Secretário do Tesouro norte-americano acredita que ainda hoje ou amanhã pode-se chegar a um acordo.
O secretário do Tesouro norte-americano admitiu esta terça-feira que um acordo para reabrir o estreito de Ormuz poderá ser alcançado até quarta-feira, embora Teerão negue estar em negociações diretas com Washington.
Navio cargueiro parece ancorado no Estreito de OrmuzAmirhosein Khorgooi/ISNA via AP
"Estamos em negociações com os iranianos e penso que há uma possibilidade de chegarmos hoje ou amanhã a um acordo com vista à reabertura do estreito e à normalização da situação", disse Scott Bessent numa entrevista à estação CNBC.
Quando questionado sobre eventuais taxas do Irão pelo estreito, Scott Bessent respondeu que julga que a passagem ocorrerá em condições de "liberdade de circulação".
A situação continua tensa no estreito de Ormuz, onde um navio foi novamente atingido durante a noite, apesar do otimismo demonstrado pelo Presidente norte-americano, Donald Trump, que garante que as negociações com o Irão estão a avançar e que esta rota marítima estratégica poderá reabrir já hoje.
O Irão negou a existência de qualquer diálogo com os Estados Unidos, mas admitiu novas conversações com Omã.
"Não estamos a negociar com os Estados Unidos neste momento.
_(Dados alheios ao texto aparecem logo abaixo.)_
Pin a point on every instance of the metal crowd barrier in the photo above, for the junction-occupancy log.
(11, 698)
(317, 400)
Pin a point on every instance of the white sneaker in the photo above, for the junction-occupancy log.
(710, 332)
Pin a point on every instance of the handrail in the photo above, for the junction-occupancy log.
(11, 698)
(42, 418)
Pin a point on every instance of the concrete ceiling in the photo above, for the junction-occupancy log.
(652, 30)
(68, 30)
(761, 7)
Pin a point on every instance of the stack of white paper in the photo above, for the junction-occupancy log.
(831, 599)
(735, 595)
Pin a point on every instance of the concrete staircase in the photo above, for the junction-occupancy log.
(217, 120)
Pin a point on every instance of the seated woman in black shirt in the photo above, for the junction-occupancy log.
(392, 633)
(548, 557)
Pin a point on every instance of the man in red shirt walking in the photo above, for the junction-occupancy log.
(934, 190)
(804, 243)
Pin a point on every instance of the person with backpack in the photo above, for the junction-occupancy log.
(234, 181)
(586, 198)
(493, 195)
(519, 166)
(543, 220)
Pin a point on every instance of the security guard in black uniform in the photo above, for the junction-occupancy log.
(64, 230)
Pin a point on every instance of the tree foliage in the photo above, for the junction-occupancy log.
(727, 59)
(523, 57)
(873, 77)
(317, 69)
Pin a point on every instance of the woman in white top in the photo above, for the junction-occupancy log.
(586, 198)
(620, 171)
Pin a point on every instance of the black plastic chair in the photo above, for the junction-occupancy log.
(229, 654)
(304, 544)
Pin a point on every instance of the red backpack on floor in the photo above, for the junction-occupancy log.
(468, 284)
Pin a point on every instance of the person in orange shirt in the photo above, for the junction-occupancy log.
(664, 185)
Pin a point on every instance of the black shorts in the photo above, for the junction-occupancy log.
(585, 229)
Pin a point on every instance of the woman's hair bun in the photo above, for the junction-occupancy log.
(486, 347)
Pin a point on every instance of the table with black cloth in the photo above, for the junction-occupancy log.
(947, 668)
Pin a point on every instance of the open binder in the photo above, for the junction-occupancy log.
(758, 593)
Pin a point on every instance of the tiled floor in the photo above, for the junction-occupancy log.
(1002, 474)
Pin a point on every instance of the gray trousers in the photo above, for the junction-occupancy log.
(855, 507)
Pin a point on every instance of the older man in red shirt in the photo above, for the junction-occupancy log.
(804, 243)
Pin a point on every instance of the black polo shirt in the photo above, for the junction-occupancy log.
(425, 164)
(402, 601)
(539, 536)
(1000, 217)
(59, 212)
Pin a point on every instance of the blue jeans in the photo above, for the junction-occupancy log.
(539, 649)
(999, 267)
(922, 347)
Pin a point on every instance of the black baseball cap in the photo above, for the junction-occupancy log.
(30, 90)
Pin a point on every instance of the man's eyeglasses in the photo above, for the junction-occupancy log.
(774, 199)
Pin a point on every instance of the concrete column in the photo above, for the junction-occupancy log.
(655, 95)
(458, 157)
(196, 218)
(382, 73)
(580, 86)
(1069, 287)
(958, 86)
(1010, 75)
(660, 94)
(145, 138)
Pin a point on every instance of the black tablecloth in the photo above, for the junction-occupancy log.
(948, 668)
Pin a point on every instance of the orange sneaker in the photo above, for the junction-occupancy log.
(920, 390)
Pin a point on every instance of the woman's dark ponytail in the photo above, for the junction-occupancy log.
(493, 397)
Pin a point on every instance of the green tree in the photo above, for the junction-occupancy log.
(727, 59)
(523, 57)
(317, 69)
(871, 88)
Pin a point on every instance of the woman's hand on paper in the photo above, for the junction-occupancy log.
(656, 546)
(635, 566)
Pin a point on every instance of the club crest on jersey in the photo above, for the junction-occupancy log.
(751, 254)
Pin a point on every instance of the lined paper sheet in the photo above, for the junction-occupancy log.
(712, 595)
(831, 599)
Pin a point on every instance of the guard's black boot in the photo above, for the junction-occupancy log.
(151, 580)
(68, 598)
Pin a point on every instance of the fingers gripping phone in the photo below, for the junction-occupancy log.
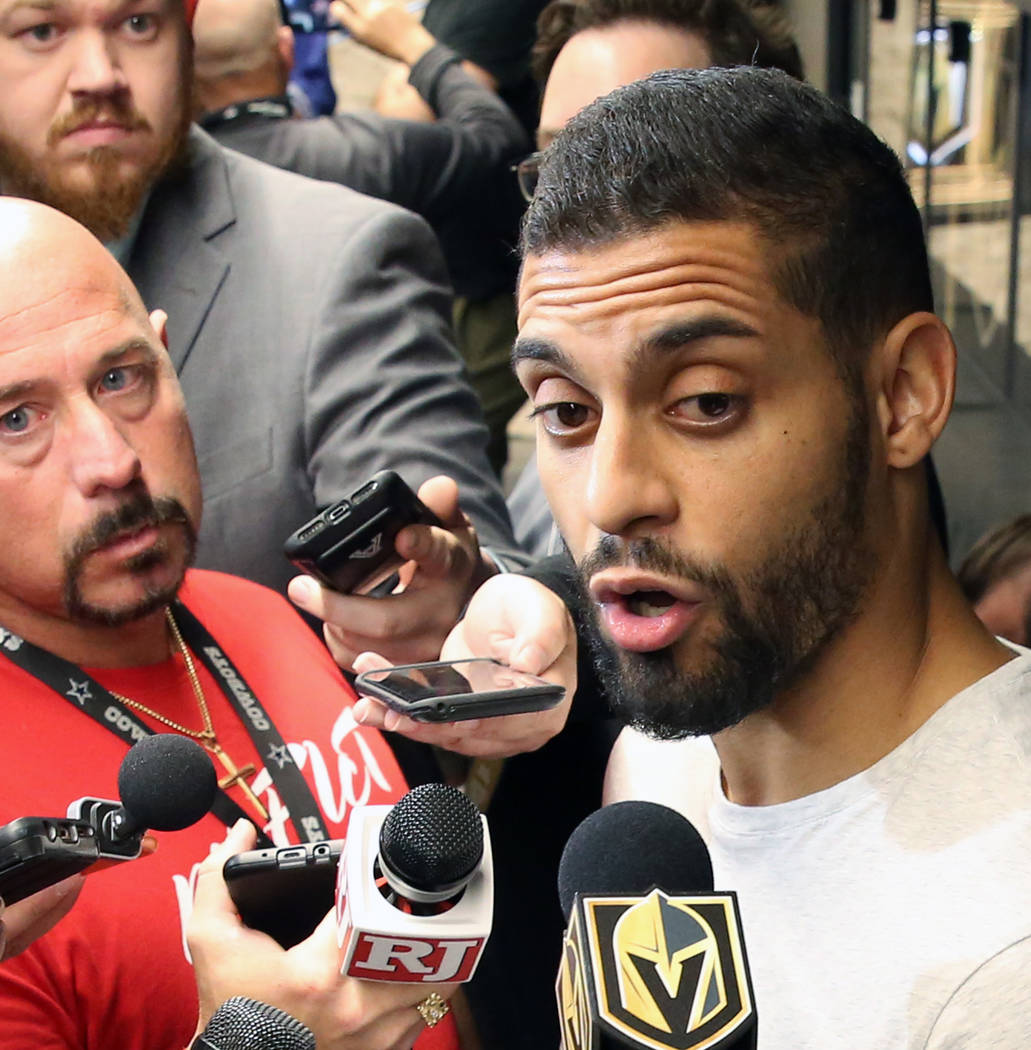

Estamos a negociar com Omã para garantir a passagem pelo estreito de Ormuz", disse o porta-voz do Ministério dos Negócios Estrangeiros iraniano, Esmail Baghai, na segunda-feira, durante a conferência de imprensa semanal.
Na segunda-feira, o chefe de Estado norte-americano de 80 anos desmentiu a República Islâmica e disse que as negociações estavam a decorrer "neste preciso momento".
"Esta é a última oportunidade que os iranianos têm de assinar um bom acordo", disse o republicano aos jornalistas na Casa Branca, referindo-se a discussões que incidem, em particular, na reabertura do estreito, possível "já amanhã", assegurou.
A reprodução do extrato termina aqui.